Desk Girl, who looks like she's twelve, is busily trying to jam a furry pink ornament onto the end of her pen. Her hair is purple and her eyeglasses are purple and her lips are purple. And her fingernails. Peg explains that we're from Warner Bros. and when she says my actual name, Desk Girl suddenly perks up and screams at me in a rather accusatory and scary fashion: "'I'm Feelin' Good!' You're the 'Feelin' Good' chick! I LOVE that song!" She darts around from behind her desk, clutching a Sharpie in her fist as if she's going to stab me, asking me to sign something cool on her coffee cup (of which I'm very jealous because it has coffee in it). I write "K-RoCK lives!" and immediately feel like an idiot, but Desk Girl screams, "That's perfect!"
Peg's beaming at me like I'm her baby, like she's been with me every step of the way for the past seven years and this moment is her triumph too. She leans over and pinches me lightly on the shoulder. "See? You're gonna be a friggin' star."
A white guy with dreads suddenly materializes via skateboard, stopping right in front of Peg. "Ciao," he says, one foot still on the board.
"Oh," says Peg, startled, like someone just whacked her on the ass. "You must be Dirk!"
"Derek," he says, glaring at me like I'm the idiot who just screwed up his name, like if only I were more talented, better-looking, fuller-figured, I'd have better people working for me, people who didn't screw up his name.

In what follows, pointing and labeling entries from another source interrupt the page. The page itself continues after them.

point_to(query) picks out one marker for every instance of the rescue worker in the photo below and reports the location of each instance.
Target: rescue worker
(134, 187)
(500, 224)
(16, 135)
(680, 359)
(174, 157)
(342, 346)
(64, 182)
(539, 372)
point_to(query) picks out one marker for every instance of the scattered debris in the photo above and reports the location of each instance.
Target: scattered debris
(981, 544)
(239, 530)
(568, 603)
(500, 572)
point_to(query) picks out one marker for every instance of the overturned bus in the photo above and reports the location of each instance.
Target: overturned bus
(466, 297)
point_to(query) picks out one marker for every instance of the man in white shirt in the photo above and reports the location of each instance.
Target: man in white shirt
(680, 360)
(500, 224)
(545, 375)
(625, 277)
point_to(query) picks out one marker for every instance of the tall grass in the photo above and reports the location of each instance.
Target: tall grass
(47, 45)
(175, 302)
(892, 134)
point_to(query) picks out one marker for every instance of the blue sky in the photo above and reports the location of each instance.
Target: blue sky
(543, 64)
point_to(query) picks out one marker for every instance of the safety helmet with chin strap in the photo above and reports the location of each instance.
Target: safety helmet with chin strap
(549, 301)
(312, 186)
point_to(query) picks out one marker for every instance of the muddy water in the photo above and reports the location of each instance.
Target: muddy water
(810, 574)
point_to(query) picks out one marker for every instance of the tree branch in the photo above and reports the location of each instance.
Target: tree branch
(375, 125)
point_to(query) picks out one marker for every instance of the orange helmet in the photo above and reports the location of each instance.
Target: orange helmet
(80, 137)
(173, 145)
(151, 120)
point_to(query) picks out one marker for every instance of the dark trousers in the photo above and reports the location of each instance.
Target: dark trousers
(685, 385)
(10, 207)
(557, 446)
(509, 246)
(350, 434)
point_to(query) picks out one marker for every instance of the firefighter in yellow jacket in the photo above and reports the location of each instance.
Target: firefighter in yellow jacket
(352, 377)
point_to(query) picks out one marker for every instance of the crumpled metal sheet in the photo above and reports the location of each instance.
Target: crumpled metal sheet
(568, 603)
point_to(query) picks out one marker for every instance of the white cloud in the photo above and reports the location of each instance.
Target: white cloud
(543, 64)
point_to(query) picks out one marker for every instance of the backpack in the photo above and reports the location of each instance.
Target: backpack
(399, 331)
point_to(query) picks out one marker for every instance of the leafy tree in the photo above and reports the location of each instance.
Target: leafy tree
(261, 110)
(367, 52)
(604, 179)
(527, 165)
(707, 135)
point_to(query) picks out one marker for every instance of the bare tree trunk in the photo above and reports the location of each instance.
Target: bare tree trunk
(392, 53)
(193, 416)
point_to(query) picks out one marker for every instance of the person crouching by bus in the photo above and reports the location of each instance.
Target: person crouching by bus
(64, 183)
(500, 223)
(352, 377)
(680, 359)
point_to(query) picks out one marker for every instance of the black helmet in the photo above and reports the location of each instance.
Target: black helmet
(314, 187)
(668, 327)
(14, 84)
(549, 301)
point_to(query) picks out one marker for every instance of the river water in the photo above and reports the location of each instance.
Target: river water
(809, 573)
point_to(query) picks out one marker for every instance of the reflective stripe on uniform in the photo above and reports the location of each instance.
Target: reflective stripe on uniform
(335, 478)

"Derek. Of course," says Peg, smiling. "Do you think you could take Jennifer back to the studio?"
Derek flips his skateboard up under his arm with one deft flick of his foot. "I guess," he says, still glaring at me. That's right. I don't like you or the little pop song you rode in on.
I've been getting this kind of vibe a lot from the young interns and assistants at the big stations. They're generally white, upper-middle-class college-educated kids whose daddies subsidize the free time they have to sit around discussing the nuances of the guitar tones on the latest Guided by Voices disc. In the current Po-Mo (Post Modern) climate, there are legions of these high-heeled boys (and girls) who are into bands called Fuk Er Raw or Hill O Beans -- bands who can't play or write or sing worth shit but by indier-than-thou consensus are more real than "sellout" bands who dare to practice or promote themselves or simply try a teensy bit. Never mind that the high-heeled boys and girls who work at stations like KRCK get paid with the money advertisers pony up for airtime, the biggest bucks going to the stations that attract the largest demographic, which are generally those that play the purest pablum.
I'm suddenly feeling rather chummy toward Peg and thinking about keeping her between me and Derek as much as possible, but she's already walking down the hall with her arm around the shoulder of some guy who I think is the program director, having neglected to introduce me. Very auspicious start.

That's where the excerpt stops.